Altheimer & Gray was a Chicago-based law firm, which operated from 1914 to 2003.

==History==
It opened in 1914 as Altheimer, Mayer, Woods, and Smith. Founding lead partner Benjamin J. Altheimer (1877-1946) was the son of Joseph and Matilda Josephat Altheimer and nephew of Arkansas planter Louis Altheimer, who established Altheimer, Arkansas. Benjamin Altheimer was a prominent Chicago Democrat.

The firm was successful for many years, and was well regarded for its transactional practice, particularly in corporate mergers and acquisitions. By 2000, it had some 300 attorneys and 300 staff members with offices in Chicago, Springfield, Illinois, and San Francisco. It also had an enviable international network with offices in London, Shanghai, Istanbul, Prague, Warsaw, Bucharest, Kyiv, and Bratislava.
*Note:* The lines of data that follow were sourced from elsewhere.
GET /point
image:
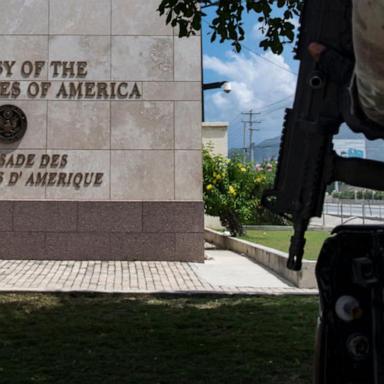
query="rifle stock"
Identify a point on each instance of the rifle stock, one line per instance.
(307, 162)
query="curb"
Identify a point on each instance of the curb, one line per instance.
(268, 257)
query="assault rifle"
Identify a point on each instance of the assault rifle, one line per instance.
(325, 99)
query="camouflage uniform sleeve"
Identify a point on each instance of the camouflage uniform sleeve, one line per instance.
(368, 35)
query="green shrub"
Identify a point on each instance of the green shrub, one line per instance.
(233, 190)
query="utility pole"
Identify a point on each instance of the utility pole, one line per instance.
(244, 140)
(251, 122)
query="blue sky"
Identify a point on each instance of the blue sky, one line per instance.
(258, 80)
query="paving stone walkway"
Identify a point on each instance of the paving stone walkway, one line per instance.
(223, 272)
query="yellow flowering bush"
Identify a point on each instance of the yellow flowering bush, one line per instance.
(233, 189)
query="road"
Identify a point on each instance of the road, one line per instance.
(357, 210)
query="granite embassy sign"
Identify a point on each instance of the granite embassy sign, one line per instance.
(65, 89)
(109, 167)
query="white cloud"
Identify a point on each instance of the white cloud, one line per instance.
(256, 83)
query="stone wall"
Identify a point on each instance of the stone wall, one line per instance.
(111, 157)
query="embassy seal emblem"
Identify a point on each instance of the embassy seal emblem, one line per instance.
(13, 123)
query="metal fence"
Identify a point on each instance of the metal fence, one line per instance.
(350, 210)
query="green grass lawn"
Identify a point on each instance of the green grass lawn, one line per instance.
(280, 240)
(119, 339)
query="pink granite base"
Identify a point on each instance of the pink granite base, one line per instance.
(63, 230)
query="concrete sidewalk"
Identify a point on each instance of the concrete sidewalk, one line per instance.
(224, 272)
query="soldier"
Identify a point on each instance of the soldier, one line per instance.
(368, 38)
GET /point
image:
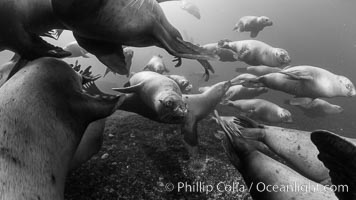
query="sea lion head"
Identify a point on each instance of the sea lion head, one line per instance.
(282, 56)
(334, 109)
(285, 115)
(64, 85)
(173, 108)
(265, 21)
(347, 87)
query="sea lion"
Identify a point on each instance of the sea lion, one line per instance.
(76, 50)
(338, 154)
(267, 178)
(242, 78)
(199, 107)
(156, 64)
(43, 116)
(262, 70)
(160, 93)
(25, 21)
(225, 55)
(128, 53)
(254, 52)
(137, 23)
(183, 83)
(315, 107)
(262, 110)
(239, 92)
(306, 81)
(252, 24)
(191, 8)
(294, 146)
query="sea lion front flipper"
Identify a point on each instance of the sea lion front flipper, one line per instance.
(110, 54)
(207, 68)
(339, 156)
(130, 89)
(161, 1)
(297, 75)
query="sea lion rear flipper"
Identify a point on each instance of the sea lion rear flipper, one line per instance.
(130, 89)
(254, 34)
(161, 1)
(297, 75)
(190, 133)
(302, 101)
(207, 68)
(339, 156)
(110, 54)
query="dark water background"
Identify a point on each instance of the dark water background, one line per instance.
(319, 33)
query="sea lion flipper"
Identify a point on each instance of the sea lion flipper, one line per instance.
(130, 89)
(297, 75)
(110, 54)
(253, 34)
(207, 68)
(339, 156)
(189, 131)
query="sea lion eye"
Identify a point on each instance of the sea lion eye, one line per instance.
(169, 103)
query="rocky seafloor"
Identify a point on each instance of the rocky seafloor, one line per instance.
(142, 159)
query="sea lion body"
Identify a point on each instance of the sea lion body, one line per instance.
(138, 23)
(262, 70)
(294, 146)
(254, 52)
(252, 24)
(160, 93)
(76, 50)
(308, 81)
(23, 22)
(239, 92)
(128, 53)
(199, 107)
(43, 115)
(156, 64)
(267, 178)
(338, 154)
(225, 55)
(263, 110)
(316, 107)
(183, 83)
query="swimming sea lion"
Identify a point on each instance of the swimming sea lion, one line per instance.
(128, 53)
(160, 93)
(225, 55)
(306, 81)
(254, 52)
(267, 178)
(191, 8)
(262, 70)
(252, 24)
(43, 116)
(315, 107)
(338, 154)
(25, 21)
(239, 92)
(183, 83)
(137, 23)
(294, 146)
(199, 107)
(75, 50)
(156, 64)
(261, 109)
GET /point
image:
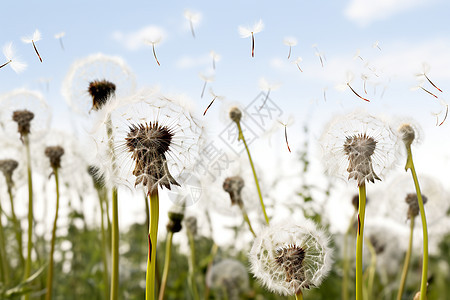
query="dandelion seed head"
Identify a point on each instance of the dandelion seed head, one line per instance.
(54, 154)
(359, 146)
(235, 114)
(233, 186)
(101, 91)
(292, 256)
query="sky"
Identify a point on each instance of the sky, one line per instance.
(378, 47)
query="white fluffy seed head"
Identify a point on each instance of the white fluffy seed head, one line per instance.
(291, 256)
(359, 146)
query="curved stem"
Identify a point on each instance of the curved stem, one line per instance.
(241, 137)
(27, 271)
(423, 285)
(48, 295)
(166, 265)
(359, 240)
(152, 240)
(406, 263)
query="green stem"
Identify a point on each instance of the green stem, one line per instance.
(406, 263)
(359, 240)
(48, 295)
(192, 265)
(241, 137)
(17, 227)
(27, 270)
(423, 285)
(152, 241)
(247, 220)
(166, 265)
(115, 246)
(346, 262)
(104, 242)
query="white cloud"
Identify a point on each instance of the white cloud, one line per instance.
(367, 11)
(136, 40)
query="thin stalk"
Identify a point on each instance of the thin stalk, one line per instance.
(27, 270)
(372, 268)
(192, 265)
(247, 220)
(407, 260)
(48, 295)
(359, 241)
(241, 137)
(115, 247)
(152, 240)
(16, 223)
(346, 262)
(3, 254)
(166, 265)
(423, 285)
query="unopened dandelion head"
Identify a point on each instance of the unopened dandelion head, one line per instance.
(360, 145)
(235, 114)
(23, 119)
(287, 258)
(233, 186)
(413, 204)
(54, 154)
(101, 91)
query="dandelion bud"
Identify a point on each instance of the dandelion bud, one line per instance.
(23, 119)
(233, 186)
(191, 224)
(7, 166)
(413, 204)
(235, 114)
(54, 153)
(289, 257)
(407, 134)
(101, 91)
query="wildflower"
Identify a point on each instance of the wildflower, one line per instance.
(32, 40)
(17, 65)
(96, 68)
(228, 278)
(287, 258)
(360, 144)
(251, 31)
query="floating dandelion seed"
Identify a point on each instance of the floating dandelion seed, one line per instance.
(193, 18)
(32, 40)
(59, 37)
(426, 68)
(297, 63)
(206, 78)
(266, 86)
(212, 101)
(215, 58)
(291, 42)
(245, 32)
(287, 258)
(153, 43)
(15, 64)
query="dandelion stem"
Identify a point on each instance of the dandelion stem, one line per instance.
(166, 264)
(192, 264)
(410, 165)
(359, 240)
(241, 137)
(152, 239)
(48, 295)
(406, 263)
(27, 271)
(346, 264)
(115, 246)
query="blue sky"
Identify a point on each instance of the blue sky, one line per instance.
(409, 33)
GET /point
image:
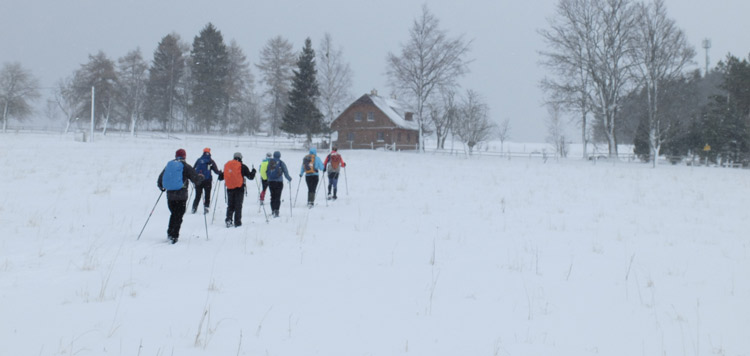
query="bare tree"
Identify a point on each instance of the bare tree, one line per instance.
(590, 40)
(67, 101)
(277, 60)
(442, 114)
(473, 125)
(132, 73)
(503, 132)
(429, 61)
(334, 78)
(556, 130)
(660, 53)
(17, 88)
(569, 88)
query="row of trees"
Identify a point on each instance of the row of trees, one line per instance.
(208, 86)
(624, 63)
(601, 49)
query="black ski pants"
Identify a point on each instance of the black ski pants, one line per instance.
(276, 188)
(234, 205)
(177, 208)
(333, 181)
(312, 184)
(200, 189)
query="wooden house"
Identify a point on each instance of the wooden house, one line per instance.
(373, 122)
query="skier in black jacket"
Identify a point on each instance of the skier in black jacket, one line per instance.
(174, 179)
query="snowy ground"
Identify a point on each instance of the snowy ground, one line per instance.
(424, 255)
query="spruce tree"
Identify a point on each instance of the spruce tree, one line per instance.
(167, 69)
(209, 67)
(302, 115)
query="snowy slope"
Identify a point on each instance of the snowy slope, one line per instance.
(425, 255)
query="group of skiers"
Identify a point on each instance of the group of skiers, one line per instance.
(176, 175)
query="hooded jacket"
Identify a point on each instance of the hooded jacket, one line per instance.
(277, 155)
(318, 164)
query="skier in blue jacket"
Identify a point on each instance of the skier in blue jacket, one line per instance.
(204, 165)
(311, 165)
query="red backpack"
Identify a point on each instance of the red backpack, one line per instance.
(233, 174)
(335, 161)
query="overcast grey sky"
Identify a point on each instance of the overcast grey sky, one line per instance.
(52, 38)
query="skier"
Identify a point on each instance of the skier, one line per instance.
(276, 171)
(264, 177)
(333, 164)
(174, 179)
(234, 175)
(204, 165)
(311, 165)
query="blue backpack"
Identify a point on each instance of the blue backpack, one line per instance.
(172, 178)
(202, 167)
(273, 170)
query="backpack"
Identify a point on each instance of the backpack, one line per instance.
(203, 167)
(309, 163)
(335, 161)
(273, 170)
(172, 178)
(233, 174)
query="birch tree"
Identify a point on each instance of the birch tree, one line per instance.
(590, 40)
(18, 87)
(442, 112)
(473, 125)
(660, 53)
(428, 61)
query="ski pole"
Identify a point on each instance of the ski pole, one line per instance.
(290, 197)
(324, 189)
(346, 182)
(216, 202)
(149, 215)
(296, 195)
(205, 223)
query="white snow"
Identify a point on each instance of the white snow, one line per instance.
(423, 254)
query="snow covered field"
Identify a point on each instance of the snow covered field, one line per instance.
(425, 255)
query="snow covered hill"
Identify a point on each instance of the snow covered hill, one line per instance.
(423, 254)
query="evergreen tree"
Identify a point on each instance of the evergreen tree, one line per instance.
(209, 67)
(165, 73)
(276, 66)
(302, 115)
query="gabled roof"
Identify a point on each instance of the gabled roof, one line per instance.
(394, 109)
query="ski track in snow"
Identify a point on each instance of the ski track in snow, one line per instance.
(426, 254)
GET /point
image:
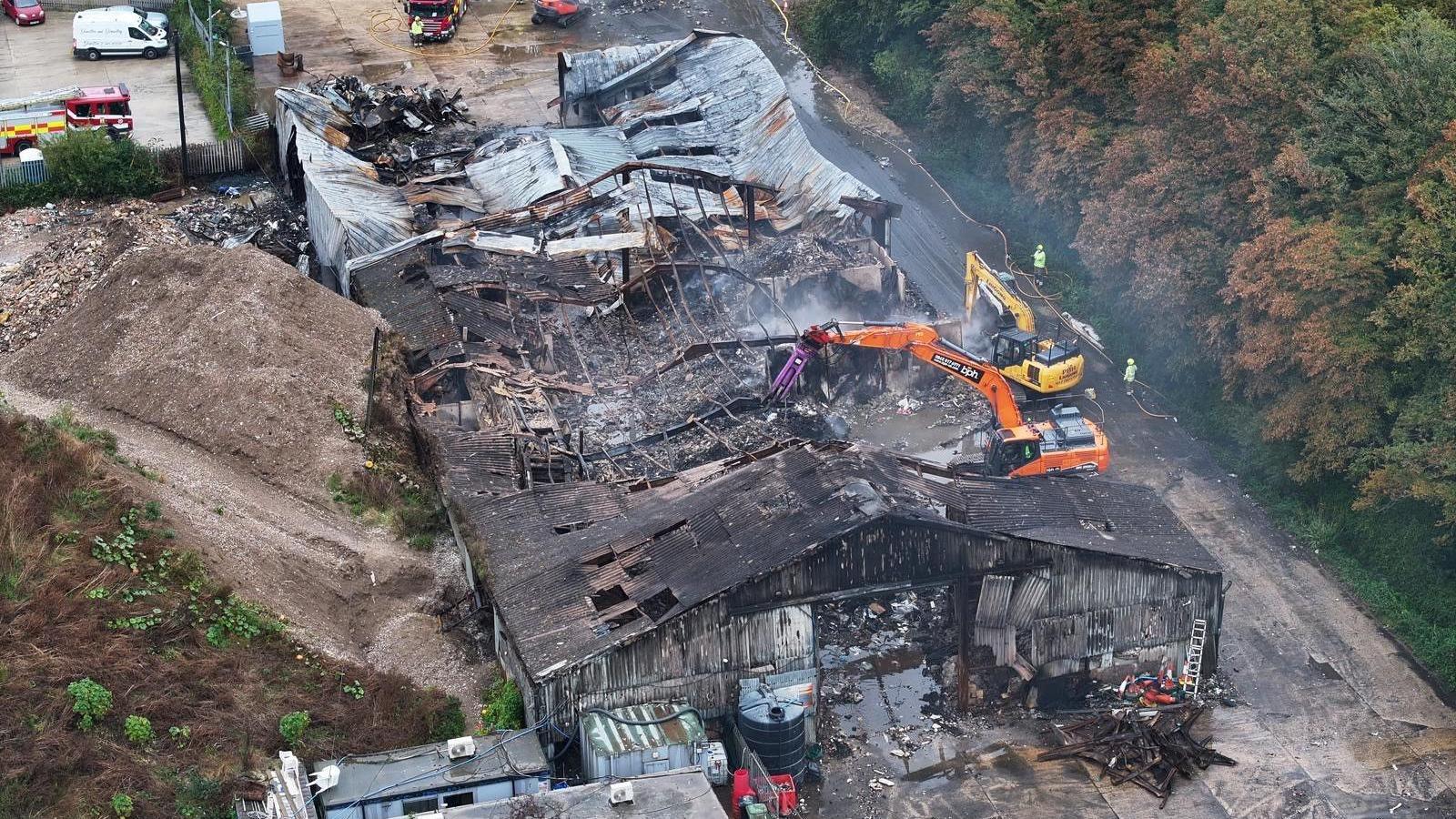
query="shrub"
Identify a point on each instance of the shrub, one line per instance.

The firm also had strong connections in local politics. Its last chairman, Gery Chico, had been
Chief of staff to Mayor Richard M. Daley, while partner Jeremy Margolis had been an Assistant U.S. Attorney, head of the Illinois State Police, and advisor to Governor George Ryan.

However, the firm's revenue began to decline after 2000. Poor management and excessive spending left the firm in debt. Several important partners left the firm, and the remaining partners could not agree on the proper strategy for the firm. By 2003, the debts and disagreements were unsupportable, and the firm filed for bankruptcy and was dissolved.

===Notable attorneys===
- Mark Flessner (former)
- Alan J. Altheimer, nephew of Benjamin Altheimer who came to manage the firm

==Dissolution==
After the dissolution of Altheimer & Gray, much of its international network joined Anglo-French firm Salans; its Kyiv and Warsaw offices switched to New York-based Chadbourne & Parke. The high-profile private equity team decamped to Chicago-based Schiff Hardin and then recently switched again to global giant Sidley Austin. Altheimer's London office joined Atlanta-based Kilpatrick Stockton but later a number of those lawyers moved to White & Case when Kilpatrick shuttered its UK operations. The San Francisco office disbanded and the partners scattered to such firms as Perkins Coie, Mayer Brown, Bingham McCutchen, and Seyfarth Shaw.

Bratislava office continued to operate for the next 8 years unaware of the parent company's dissolution.